From the photo, the top one isn't as bad as you describe. Grandma at least sprinkled the red around here and there to good effect. I think that block is the shoo fly which was one that my own grandma also liked. I don't think you should modify it at all. My thinking is that once you get started changing it, you'll want to change everything and that isn't worth it. I have an odd quilt from my grandma that I keep in the car for cold drives or picnics.

You should do an homage to this quit using the same block which is an easy one to do, but use fabrics you prefer that are similar to these, but more effective.

The bottom one is really nice. I think you can repair the pulling seams with some top stitching, but the fabrics on these old quilts is sometimes so delicate that once you fix one area, it goes bad in another. It doesn't look like it has much quilting, so that is probably what is putting stress on the seams.

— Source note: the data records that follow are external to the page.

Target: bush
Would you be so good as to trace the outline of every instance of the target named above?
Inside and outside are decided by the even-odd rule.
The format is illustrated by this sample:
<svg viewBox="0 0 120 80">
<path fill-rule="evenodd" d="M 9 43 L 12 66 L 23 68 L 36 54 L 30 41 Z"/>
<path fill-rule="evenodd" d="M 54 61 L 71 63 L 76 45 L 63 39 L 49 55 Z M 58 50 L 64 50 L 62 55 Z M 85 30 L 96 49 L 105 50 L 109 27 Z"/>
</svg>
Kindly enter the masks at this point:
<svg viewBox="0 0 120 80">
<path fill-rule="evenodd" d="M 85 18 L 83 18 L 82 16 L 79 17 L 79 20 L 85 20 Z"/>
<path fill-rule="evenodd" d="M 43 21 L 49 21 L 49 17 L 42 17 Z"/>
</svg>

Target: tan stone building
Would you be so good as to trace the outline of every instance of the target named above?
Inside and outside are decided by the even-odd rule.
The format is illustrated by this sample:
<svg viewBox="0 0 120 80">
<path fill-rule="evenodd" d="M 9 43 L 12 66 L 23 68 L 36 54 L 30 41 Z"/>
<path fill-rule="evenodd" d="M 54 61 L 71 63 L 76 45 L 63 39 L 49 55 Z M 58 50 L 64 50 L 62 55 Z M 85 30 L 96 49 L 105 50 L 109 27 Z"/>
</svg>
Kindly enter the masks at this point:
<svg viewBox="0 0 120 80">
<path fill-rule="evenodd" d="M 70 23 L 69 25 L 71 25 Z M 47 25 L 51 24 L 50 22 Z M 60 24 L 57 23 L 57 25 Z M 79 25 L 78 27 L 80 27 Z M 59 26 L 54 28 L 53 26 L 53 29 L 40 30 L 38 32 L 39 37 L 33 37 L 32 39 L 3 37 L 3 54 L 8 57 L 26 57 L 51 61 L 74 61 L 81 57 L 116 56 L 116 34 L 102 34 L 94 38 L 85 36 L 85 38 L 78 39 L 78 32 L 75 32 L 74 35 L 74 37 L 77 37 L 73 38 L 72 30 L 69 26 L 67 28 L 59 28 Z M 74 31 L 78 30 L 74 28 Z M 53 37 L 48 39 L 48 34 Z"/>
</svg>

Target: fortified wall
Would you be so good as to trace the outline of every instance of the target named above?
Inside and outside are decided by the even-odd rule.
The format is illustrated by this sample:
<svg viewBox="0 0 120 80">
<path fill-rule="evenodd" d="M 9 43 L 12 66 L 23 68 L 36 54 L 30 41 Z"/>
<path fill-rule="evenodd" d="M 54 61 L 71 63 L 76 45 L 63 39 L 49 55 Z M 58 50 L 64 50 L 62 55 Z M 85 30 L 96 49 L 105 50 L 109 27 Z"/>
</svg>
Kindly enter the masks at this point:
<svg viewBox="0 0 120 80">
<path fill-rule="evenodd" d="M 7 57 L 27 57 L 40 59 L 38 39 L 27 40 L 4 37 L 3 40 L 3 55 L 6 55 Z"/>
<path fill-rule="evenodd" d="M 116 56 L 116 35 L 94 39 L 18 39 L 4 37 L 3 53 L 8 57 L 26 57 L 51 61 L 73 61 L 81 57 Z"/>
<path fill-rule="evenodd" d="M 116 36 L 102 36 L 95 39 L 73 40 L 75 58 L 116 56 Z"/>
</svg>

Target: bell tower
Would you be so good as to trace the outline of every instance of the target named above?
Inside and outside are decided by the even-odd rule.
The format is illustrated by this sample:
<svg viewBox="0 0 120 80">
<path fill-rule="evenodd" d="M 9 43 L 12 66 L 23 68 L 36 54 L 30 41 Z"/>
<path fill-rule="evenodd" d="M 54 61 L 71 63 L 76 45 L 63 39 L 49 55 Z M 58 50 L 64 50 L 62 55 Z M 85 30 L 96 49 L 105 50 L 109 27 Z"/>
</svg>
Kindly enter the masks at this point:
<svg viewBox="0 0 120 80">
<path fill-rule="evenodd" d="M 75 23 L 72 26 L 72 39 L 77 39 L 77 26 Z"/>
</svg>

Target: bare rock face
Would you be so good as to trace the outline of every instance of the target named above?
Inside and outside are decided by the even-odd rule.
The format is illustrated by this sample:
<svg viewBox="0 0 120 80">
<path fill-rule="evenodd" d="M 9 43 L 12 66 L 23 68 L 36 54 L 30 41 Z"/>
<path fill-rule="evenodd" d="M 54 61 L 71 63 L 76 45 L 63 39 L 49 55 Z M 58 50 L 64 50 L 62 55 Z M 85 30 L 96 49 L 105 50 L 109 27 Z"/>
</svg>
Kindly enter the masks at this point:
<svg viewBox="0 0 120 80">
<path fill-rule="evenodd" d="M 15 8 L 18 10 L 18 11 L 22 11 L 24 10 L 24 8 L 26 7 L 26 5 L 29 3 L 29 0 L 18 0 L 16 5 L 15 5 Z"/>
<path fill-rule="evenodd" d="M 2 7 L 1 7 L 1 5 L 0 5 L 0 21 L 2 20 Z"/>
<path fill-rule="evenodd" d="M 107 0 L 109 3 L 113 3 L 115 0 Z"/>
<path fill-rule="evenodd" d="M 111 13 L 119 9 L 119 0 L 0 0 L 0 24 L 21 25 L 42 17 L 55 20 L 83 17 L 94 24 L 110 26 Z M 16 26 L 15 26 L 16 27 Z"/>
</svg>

Lucky you to have the family quilts!

Kaye said...

I vaguely remember a CRAFT blog entry where they highlighted how to fix seams on old quilts.

I remember thinking it was a pretty clever fix.

But like they say in Antiques Roadshow--should you repair it? Not like you'd ever sell it, but...

I think the sin part of Grandma's quilt is that people were wearing CLOTHES made with some of those fabrics. LOL!

So cool to inherit these!

Michael5000 said...

Not ugly as sin! Festive in a tapestry sort of way! The gold really pops with the red and blue!